La cathédrale a su adapter le style flamboyant venu de France et d’Allemagne à l’exubérance du style décoratif espagnol. Elle est ainsi devenue un musée de la sculpture gothique européenne. Sa construction se fit en deux étapes correspondant à deux styles gothiques : au 13ème siècle, nefs et portails sous l’influence du gothique français et au 15ème, flèches de la façade, chapelle du Connétable avec le renouveau du gothique flamboyant dans l’art local imprégné d’arabesques mudéjares. On entre par le portail du Sarmental : ses voussures illustrent la cour céleste, on y voit les quatre évangélistes écrivant sur des tréteaux. La construction du cloître a lieu entre-temps, au 14ème siècle. Ses galeries gothiques montrent des chapiteaux ornés d’un magnifique bestiaire médiéval. Dans l’ancienne chapelle de Santiago, le musée offre un vaste panorama de peintures et orfèvreries des 15ème et 16ème siècles.

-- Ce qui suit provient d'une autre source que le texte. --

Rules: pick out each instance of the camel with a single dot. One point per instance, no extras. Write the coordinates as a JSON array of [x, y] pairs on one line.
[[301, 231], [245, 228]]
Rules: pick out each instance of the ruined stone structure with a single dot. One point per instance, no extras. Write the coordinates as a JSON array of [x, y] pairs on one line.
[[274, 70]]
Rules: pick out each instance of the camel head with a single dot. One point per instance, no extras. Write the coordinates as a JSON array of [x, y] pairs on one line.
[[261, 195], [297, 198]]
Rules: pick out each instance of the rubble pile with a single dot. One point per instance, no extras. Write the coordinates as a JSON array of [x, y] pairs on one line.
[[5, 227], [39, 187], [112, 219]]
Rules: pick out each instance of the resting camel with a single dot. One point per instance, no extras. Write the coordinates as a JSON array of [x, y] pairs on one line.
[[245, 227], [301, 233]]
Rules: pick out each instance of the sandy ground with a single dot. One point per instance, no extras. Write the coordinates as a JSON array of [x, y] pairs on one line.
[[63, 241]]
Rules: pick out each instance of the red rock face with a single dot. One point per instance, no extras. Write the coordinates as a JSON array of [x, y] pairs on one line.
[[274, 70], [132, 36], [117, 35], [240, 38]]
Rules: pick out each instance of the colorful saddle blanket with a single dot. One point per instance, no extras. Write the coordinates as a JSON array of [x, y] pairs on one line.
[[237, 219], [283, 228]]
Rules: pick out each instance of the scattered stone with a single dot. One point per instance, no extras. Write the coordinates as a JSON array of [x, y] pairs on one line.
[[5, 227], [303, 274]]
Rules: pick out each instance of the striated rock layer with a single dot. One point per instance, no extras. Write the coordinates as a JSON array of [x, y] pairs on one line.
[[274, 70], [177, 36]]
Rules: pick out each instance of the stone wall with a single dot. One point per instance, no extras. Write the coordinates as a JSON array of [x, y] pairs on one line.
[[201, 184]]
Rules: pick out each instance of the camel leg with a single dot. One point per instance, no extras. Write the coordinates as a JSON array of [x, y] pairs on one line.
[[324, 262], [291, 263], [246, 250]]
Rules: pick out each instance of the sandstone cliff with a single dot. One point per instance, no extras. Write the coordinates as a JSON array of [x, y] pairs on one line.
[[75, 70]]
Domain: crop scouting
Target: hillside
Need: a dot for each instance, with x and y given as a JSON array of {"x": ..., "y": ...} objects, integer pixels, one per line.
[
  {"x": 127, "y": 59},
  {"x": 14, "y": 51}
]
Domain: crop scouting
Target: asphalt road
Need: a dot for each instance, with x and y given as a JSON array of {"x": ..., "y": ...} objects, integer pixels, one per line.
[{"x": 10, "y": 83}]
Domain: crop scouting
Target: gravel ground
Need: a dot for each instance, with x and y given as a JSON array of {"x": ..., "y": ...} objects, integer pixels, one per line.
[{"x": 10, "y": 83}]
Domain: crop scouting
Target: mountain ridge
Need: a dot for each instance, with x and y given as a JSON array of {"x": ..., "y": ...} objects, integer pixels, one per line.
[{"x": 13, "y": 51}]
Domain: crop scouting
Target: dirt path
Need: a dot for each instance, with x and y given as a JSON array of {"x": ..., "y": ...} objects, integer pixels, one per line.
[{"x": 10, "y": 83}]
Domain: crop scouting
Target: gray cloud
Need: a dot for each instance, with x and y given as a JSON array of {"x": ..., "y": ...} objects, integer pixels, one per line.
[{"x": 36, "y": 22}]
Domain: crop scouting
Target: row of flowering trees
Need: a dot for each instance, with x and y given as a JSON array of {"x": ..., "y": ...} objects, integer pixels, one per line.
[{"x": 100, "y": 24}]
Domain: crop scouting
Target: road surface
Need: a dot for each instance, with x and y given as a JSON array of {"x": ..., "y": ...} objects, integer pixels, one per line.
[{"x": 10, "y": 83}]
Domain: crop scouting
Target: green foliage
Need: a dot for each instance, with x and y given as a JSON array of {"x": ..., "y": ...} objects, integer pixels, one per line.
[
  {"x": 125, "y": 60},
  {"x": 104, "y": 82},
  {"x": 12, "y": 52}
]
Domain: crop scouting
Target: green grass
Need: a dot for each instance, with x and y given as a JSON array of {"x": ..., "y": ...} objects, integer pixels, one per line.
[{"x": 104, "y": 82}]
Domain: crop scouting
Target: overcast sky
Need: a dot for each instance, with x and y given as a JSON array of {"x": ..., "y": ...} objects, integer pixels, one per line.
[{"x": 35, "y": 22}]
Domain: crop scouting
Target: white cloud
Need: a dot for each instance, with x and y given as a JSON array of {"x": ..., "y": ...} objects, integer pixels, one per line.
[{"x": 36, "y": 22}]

Nous avons eu droit à un excellent déjeuner au monastère San Zoilo, monastère qui fut reconstruit à la Renaissance.
BURGOS
Nous partons vers León en longeant le chemin de Saint-Jacques et nous apercevons de nombreux champs de coquelicots. A mon avis, on cultive le coquelicot en raison de ses vertus lénitives. N’oublions pas que c’est une sorte de pavot et que sa tisane est relaxante (je le sais, car je l’ai testée !).


Entrons maintenant dans la cathédrale de Leon. Erigée au milieu du 13ème jusqu’à la fin du 14ème, elle est la seule d’Espagne à avoir adopté le style gothique français aussi bien dans son plan (proche de celui de Reims), son élévation (équivalente à Chartres et à Amiens) que dans la conception de ses vitraux. Sur une surface de 1700 mètres carrés en 125 panneaux et 57 médaillons, ils illustrent trois grands thèmes : en bas, le règne végétal et minéral, derrière le triforium des personnages civils et des blasons et sur les fenêtres hautes, la théorie des bienheureux.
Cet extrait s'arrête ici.